Le dernier ouvrage de Amir Taj el-Ser.

Charif Majdalani, du pouvoir des femmes…

On ouvre la ronde avec Charif Majdalani, un auteur francophone libanais. Son dernier roman La villa des femmes vient d’être traduit en langue arabe par Daniel Saleh (221 pages, Naufal). Un riche négociant en tissu, Skandar Hayeck, est frappé par la mort avant que le chaos et la guerre n’éclatent. Pour lui succéder à la tête de l’empire qu’il s’est taillé, trois femmes aux caractères divergents : son acariâtre de sœur Mado, son épouse Marie et sa fille bien-aimée Karine. Face au clan des femmes, deux hommes : Noula le fils aîné, dépensier et vaniteux, et Hareth le cadet, plus porté à une gestion saine des acquis et des avoirs. Portrait de famille sur fond de crise sociale. Un ouvrage salué en France par le prix Jean-Giono et que les lecteurs arabophones découvriront dans sa force et saveur parfaitement libanaises, comme un juste retour au giron de la terre natale !


Amir Taj el-Ser, un ton romanesque nouveau…

Amir Taj el-Ser est un auteur soudanais établi à Doha qui était médecin à la base. Le démon (ou l’archange) de l’écriture (tout comme pour Alaa al-Aswany, l’auteur de L’immeuble Yacoubian) a fini par l’emporter après avoir établi dans sa vie un espace méditatif parallèle.

Les nouvelles, récits, recueils de poésie et romans de cet écrivain de 58 ans, proche parent de Tayeb Saleh (superbe auteur de La saison de la migration vers le nord), ont été traduits en plusieurs langues européennes (français, anglais, italien, espagnol…) et ont été retenus pour recevoir des prix prestigieux comme pour figurer sur la liste du célèbre Booker Prize.

Aujourd’hui, avec la parution de Jizee mouelem min hikaya (Partie pénible d’une histoire, 322 pages, Hachette Antoine), l’homme de lettres, déjà remarqué par une œuvre abondante, aborde le réalisme des sentiments humains. L’auteur explore également un style fantastique et flamboyant, passablement inédit en littérature arabe. L’histoire commence par un sourire ravageur qui saisit le narrateur à la pointe du cœur et le lie éperdument à une femme… Un conte aux abords du XVIIe siècle où opère la magie de la séduction à travers une plume brillante et inspirée qui offre tant de détails sur les chemins de traverse de l’inconscient, de l’imaginaire, de la perception à la fois réelle et rêvée.

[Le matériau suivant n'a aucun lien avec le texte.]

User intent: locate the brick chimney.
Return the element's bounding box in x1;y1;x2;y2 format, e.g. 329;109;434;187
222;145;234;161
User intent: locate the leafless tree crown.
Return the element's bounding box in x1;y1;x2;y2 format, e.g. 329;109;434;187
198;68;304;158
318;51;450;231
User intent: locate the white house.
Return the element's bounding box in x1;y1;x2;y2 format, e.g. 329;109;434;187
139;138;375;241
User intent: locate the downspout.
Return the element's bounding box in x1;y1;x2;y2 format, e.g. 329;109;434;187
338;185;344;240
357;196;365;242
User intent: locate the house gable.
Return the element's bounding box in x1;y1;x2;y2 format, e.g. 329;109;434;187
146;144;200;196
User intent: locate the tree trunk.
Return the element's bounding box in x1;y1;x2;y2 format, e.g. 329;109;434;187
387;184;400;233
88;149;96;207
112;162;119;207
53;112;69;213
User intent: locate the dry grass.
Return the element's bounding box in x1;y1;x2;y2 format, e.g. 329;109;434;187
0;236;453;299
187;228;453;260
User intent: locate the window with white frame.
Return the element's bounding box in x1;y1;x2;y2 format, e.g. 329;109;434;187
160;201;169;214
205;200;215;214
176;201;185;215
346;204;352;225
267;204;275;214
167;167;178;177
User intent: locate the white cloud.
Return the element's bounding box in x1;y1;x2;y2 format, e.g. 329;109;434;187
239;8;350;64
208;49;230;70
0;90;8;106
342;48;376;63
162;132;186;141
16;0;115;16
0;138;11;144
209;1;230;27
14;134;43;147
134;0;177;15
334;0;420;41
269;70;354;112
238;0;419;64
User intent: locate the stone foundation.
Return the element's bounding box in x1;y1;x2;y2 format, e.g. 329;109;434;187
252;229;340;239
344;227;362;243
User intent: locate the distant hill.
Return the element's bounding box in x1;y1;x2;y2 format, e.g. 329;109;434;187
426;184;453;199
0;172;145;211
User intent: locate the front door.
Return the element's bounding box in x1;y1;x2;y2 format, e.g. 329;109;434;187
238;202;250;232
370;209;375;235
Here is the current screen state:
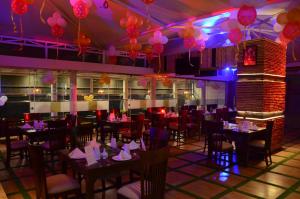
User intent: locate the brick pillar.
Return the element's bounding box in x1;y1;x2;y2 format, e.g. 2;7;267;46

Écrit dans une langue arabe aux nuances subtiles, avec des images poétiques, le roman déroule des personnages dotés d’une densité et d’une épaisseur singulières. Saluons le ton romanesque nouveau, à la fois témoignage sur une société engoncée dans ses traditions et mue par un besoin incoercible de se libérer et de s’évader…


Nizar Abdel Sattar, une femme contre trois pays puissants…

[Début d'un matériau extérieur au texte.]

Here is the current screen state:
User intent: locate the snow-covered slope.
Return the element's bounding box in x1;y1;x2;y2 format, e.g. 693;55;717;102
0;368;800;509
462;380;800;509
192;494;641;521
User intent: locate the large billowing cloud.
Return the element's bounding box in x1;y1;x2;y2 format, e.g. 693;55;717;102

Roman historique par excellence, avec une touche de surprenante fantaisie, que ce Tirtir (ça aurait pu être un joli nom de femme aux sonorités de papillon, mais non, il s’agit plutôt d’un tuff-tuff d’un train qui ronronne !) signé Nizar Abdel Sattar (278 pages, Hachette Antoine).

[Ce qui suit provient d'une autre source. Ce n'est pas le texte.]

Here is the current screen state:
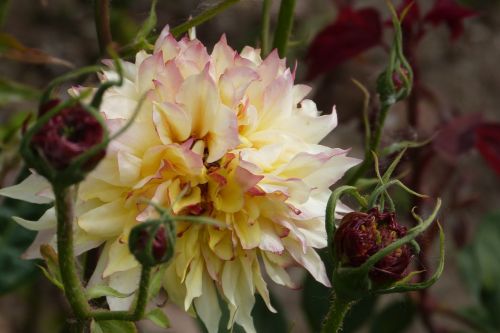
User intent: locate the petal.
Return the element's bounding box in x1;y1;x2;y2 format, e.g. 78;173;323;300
106;266;141;311
210;35;236;78
283;237;331;287
262;253;298;289
102;238;139;277
184;258;203;311
176;71;220;138
117;151;142;185
194;274;222;333
153;102;192;144
78;199;136;238
12;208;57;231
219;67;259;108
207;105;240;163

Auteur irakien né à Bagdad en 1967, adulé en son pays pour son écriture dès son premier opus Laylat al-Malak (La nuit de l’ange), Nizar Abdel Sattar est aussi un journaliste chevronné dévoué à la cause culturelle arabe.

Ce roman s’ouvre sur l’année 1898 quand l’empereur Wilhelm II, qui entreprend un voyage à Istanbul pour rencontrer le sultan Abdülhamid II, décide de faire vivre un projet qui lui tient à cœur : construire un chemin de fer de Berlin à Bagdad pour concurrencer le commerce avec l’Angleterre et barrer ainsi la route de l’Inde…

Pour cette grande entreprise, le Kaiser veut introduire les commerçants allemands à Mossoul et fonder une industrie du tissage pour lutter contre le négoce anglais. C’était sans compter avec Enwar Hanes, née de père allemand et de mère turque, guide touristique avisée travaillant à l’agence Thomas Cook.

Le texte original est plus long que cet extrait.